Standing on her tiptoes, she kissed him fleetingly on the lips before running back to fetch her overnight bag. “We’re leaving, Mom,” she called out to her mother who’d gone to the kitchen.

Her mother came running. “Already? I thought you weren’t leaving for another hour. Your father hasn’t even come in from the fields yet.”

“Can you tell him goodbye from me?” Georgia kissed her mother on the cheek and joined Chris.

“Take care of my girl. Drive safe, you hear?”

“Always do, Mrs. Johnson. Not to worry. I’ll have her back safe and sound in the morning.”

“You’ll be back in time for church?”

“Yes, of course. Bye, Mom, love you.” Georgia left the house and ran to join Chris at his car. Like the gentleman he always was, he opened the door for her to get in. She smiled as he touched his cap military style to her mother before he walked round the car and got in on the drivers side.

The drive seemed endless. Every now and then she glanced at the speedometer, but saw he was doing the speed limit, which wasn’t slow by any means. They were both quiet while he drove, Georgia dreaming about their evening and night together. Especially the night. When he finally parked in the parking lot of what looked like quite an exclusive restaurant, she said, “How can you afford this fancy place, Chris? It’s so posh, it’s scary.”

“Nothing’s too good for my wife to be,” he said, looking down at her and grinning widely.

She gazed at his handsome face, his well-formed lips that were made for kissing and sending a girl into spirals of ecstasy, his perfect nose, the angular lines of his face and the dimple in his chin. His blue eyes were like the depths of the ocean and she felt the heat rise within her. Oh, she definitely didn’t want to wait until their wedding night. Smiling to herself mischievously, she thought about the sexy negligee she had in her overnight bag. Tonight’s the night. I don’t want to wait.
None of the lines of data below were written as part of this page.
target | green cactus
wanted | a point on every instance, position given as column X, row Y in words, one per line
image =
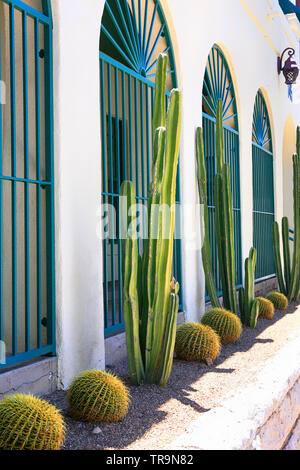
column 279, row 300
column 205, row 251
column 224, row 220
column 29, row 423
column 278, row 264
column 197, row 342
column 266, row 308
column 286, row 253
column 249, row 308
column 150, row 297
column 96, row 396
column 226, row 324
column 289, row 284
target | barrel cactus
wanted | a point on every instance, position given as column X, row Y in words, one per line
column 98, row 396
column 197, row 342
column 266, row 308
column 225, row 323
column 279, row 300
column 29, row 423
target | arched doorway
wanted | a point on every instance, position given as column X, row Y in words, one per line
column 27, row 282
column 133, row 33
column 263, row 189
column 217, row 85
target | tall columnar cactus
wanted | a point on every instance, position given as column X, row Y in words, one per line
column 289, row 283
column 224, row 219
column 205, row 251
column 249, row 307
column 150, row 297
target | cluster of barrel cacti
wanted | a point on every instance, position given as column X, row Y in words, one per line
column 197, row 342
column 289, row 283
column 279, row 300
column 150, row 297
column 249, row 306
column 266, row 308
column 29, row 423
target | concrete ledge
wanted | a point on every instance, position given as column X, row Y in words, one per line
column 262, row 416
column 38, row 378
column 115, row 346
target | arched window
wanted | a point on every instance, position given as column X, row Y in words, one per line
column 133, row 34
column 218, row 85
column 27, row 307
column 263, row 189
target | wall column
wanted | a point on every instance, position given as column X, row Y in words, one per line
column 77, row 157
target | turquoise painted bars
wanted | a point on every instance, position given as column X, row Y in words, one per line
column 27, row 271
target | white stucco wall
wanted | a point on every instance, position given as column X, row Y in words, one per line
column 250, row 40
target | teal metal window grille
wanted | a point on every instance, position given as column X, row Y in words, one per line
column 133, row 33
column 218, row 85
column 27, row 284
column 263, row 189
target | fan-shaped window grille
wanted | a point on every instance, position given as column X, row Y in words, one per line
column 218, row 85
column 133, row 34
column 263, row 188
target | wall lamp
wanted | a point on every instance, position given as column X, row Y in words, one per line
column 290, row 69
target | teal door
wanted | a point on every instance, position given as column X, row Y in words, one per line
column 263, row 189
column 27, row 283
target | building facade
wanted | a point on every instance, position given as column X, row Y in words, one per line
column 77, row 90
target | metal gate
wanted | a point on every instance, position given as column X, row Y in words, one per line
column 133, row 34
column 263, row 189
column 218, row 85
column 27, row 304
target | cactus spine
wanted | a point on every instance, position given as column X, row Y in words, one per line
column 223, row 219
column 150, row 298
column 206, row 253
column 289, row 284
column 249, row 308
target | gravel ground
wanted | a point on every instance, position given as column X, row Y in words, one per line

Though she was starving and would much rather have eaten a juicy burger, she didn’t complain. The food on the huge plate looked miniscule. After she’d eaten it, she was still hungry. Dessert wasn’t much better. Sure, it was all fancy and decorated, but it hardly filled the empty spots in her stomach. She was surprised that Chris didn’t say anything about the food. He was usually a big eater. If the food didn’t satisfy her, it would hardly still his hunger pangs. Then again, she also noticed he’d been unusually quiet while they ate.

After they left the restaurant and went to the hotel, Georgia glanced at the two double beds in the room he’d booked. Yeah, one bed will do just fine. When he sees me in the negligee, he won’t be able to stop. She smiled at the thought and felt moisture between her legs. “Who’s first in the bathroom?” she said.

“You go, sweetheart.”

She suddenly noticed a sadness in his eyes, a somber expression that wasn’t there before. “What’s wrong, Chris?”